LeBlanc è stato uno di quelli che, oltre un decennio fa, ha permesso alla scienza di entrare nell’era attuale: quella in cui siamo in grado di estrarre DNA umano da materiale non umano. Lo ha fatto con uno studio pionieristico del 2007 su fibre di yucca masticate rinvenute in siti archeologici degli Stati Uniti sud occidentali. È convinto che gli strumenti di cui oggi dispongono gli scienziati per ricavare non solo il genoma umano completo ma anche il microbiota e le informazioni sulla dieta partendo da materiale non umano stabiliranno un nuovo standard per capire in che modo siano cresciute e cambiate nel tempo le popolazioni antiche, il loro stato di salute e su cosa si basava la loro sussistenza.

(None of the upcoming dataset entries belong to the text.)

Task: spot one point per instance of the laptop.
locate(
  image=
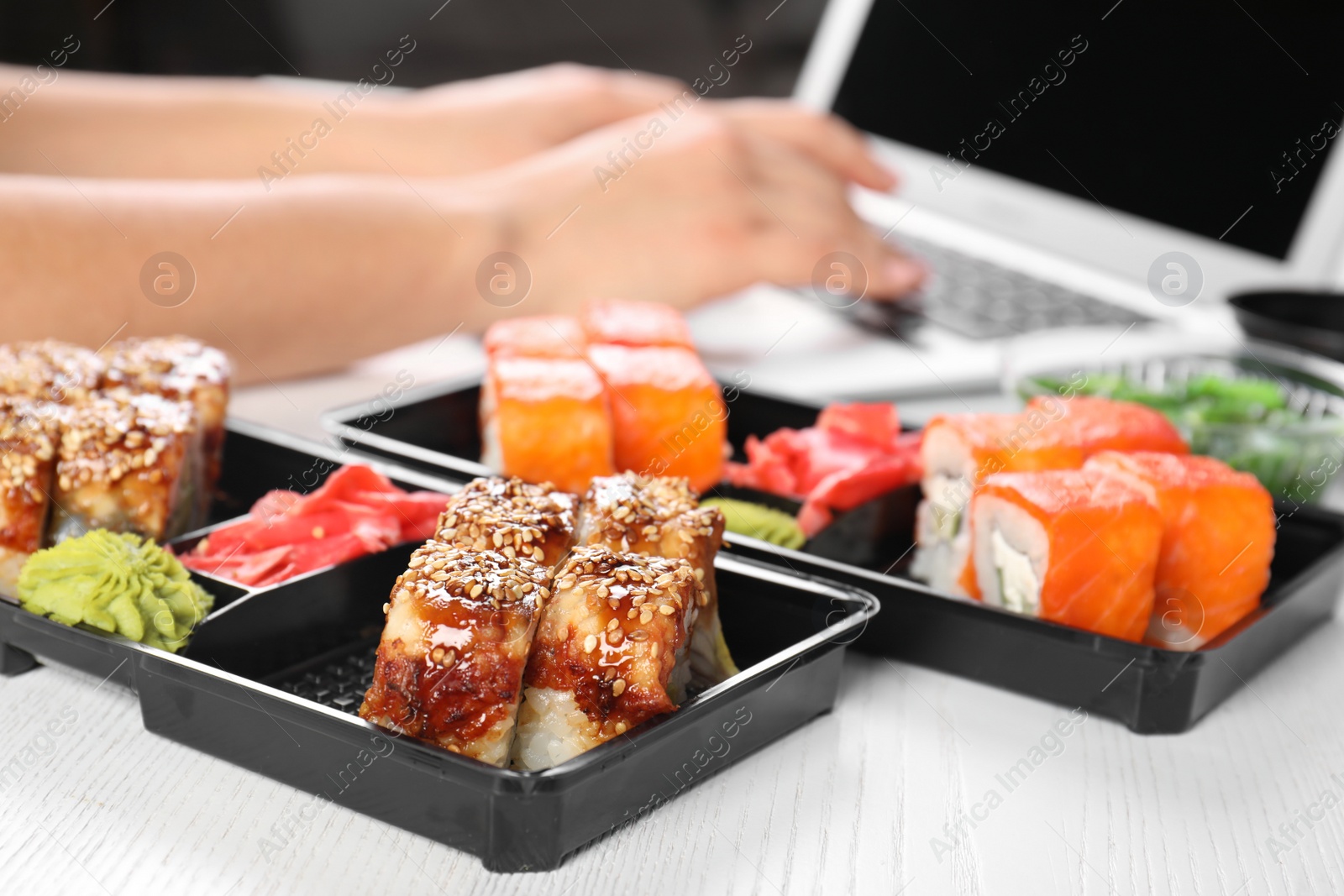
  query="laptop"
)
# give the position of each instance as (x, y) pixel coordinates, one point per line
(1082, 179)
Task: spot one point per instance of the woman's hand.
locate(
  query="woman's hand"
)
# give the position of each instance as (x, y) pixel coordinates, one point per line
(696, 207)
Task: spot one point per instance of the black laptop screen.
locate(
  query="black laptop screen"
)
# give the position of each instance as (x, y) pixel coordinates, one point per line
(1211, 117)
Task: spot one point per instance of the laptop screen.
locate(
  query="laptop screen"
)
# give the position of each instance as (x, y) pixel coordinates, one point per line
(1210, 117)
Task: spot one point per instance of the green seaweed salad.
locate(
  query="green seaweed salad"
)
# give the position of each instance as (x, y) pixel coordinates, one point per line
(1245, 421)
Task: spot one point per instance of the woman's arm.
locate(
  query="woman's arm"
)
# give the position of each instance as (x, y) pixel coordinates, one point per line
(327, 269)
(54, 121)
(307, 278)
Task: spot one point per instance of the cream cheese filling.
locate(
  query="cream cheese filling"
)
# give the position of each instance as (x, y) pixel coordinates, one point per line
(1019, 590)
(945, 506)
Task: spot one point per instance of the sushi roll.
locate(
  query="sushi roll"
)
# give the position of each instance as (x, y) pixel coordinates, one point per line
(958, 453)
(450, 660)
(181, 369)
(29, 438)
(669, 412)
(542, 336)
(1075, 547)
(127, 463)
(662, 517)
(627, 322)
(1105, 425)
(1218, 540)
(608, 654)
(510, 516)
(546, 419)
(50, 371)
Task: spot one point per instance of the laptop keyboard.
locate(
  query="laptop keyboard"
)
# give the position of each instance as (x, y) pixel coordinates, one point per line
(981, 300)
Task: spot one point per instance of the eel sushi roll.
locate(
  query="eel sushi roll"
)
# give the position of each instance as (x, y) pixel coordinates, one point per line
(1075, 547)
(29, 438)
(450, 661)
(958, 452)
(628, 322)
(1218, 540)
(127, 463)
(179, 369)
(667, 411)
(50, 371)
(1105, 425)
(662, 517)
(511, 516)
(609, 653)
(541, 336)
(546, 419)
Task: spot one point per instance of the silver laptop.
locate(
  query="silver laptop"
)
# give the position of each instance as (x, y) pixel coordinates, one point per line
(1079, 181)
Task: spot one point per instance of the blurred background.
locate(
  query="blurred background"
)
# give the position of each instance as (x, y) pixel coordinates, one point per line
(342, 39)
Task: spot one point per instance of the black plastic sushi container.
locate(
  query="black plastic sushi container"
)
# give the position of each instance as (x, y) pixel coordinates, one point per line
(1148, 689)
(272, 681)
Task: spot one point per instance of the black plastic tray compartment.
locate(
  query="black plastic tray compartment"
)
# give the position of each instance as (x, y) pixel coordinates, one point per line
(234, 694)
(1156, 691)
(1148, 689)
(257, 459)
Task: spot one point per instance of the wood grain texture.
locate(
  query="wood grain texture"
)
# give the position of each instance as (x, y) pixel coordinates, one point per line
(851, 804)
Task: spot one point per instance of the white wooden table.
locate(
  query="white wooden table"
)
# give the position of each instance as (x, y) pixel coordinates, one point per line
(857, 802)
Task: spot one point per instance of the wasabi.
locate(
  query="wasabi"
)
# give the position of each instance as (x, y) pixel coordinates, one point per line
(114, 584)
(759, 521)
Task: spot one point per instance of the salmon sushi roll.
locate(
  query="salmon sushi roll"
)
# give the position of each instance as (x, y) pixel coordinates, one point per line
(1218, 542)
(627, 322)
(609, 653)
(450, 660)
(1075, 547)
(29, 439)
(1105, 425)
(50, 371)
(511, 516)
(958, 454)
(662, 516)
(546, 419)
(667, 411)
(127, 463)
(541, 336)
(179, 369)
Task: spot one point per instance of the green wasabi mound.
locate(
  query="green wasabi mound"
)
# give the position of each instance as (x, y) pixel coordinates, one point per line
(114, 584)
(759, 521)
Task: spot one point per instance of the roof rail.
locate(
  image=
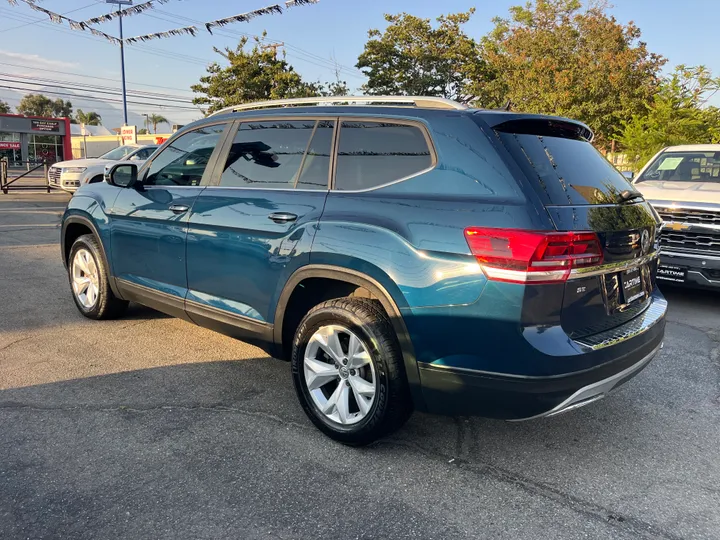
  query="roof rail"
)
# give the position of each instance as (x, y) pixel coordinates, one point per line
(424, 102)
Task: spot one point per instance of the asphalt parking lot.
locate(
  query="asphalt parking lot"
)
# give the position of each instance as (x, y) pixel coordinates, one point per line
(149, 427)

“È assolutamente fantastico quanto sia evoluto velocemente questo campo” dice. “È scioccante pensare a quello che eravamo in grado di fare prima, con quello che siamo in grado di fare adesso”.

Ed è anche un promemoria del fatto che persino i reperti più insignificanti dovrebbero essere studiati e custoditi, aggiunge LeBlanc, ricordando i tempi in cui mostrava ai visitatori del Peabody i pezzi essiccati e masticati di Yucca sui quali studiava.

“Ora guarderebbero quello schifoso piccolo pezzo di fibra che il museo ha custodito per oltre cento anni. Nessuno potrebbe immaginare il motivo per cui ci siamo presi la briga di farlo. E a quel punto direi che da quell’oggetto siamo riusciti a estrarre DNA umano. E i loro occhi esprimerebbero meraviglia”.

LeBlanc immagina che i custodi del “chewing gum dell’età della pietra” abbiano avuto esperienze simili con il loro antichissimo grumo di resina, il quale oggi potrebbe rivelarsi uno scrigno di preziosissime informazioni in grado di cambiare la nostra comprensione del passato.

“Sicuramente ci sono stati un sacco di ministri di governi che dicevano: ‘Perché sprecate soldi e spazio per questi stupidi pezzetti neri?”.

“Ecco perché i musei si prendono cura di queste cose: perché non sappiamo cosa farci. Per ora”.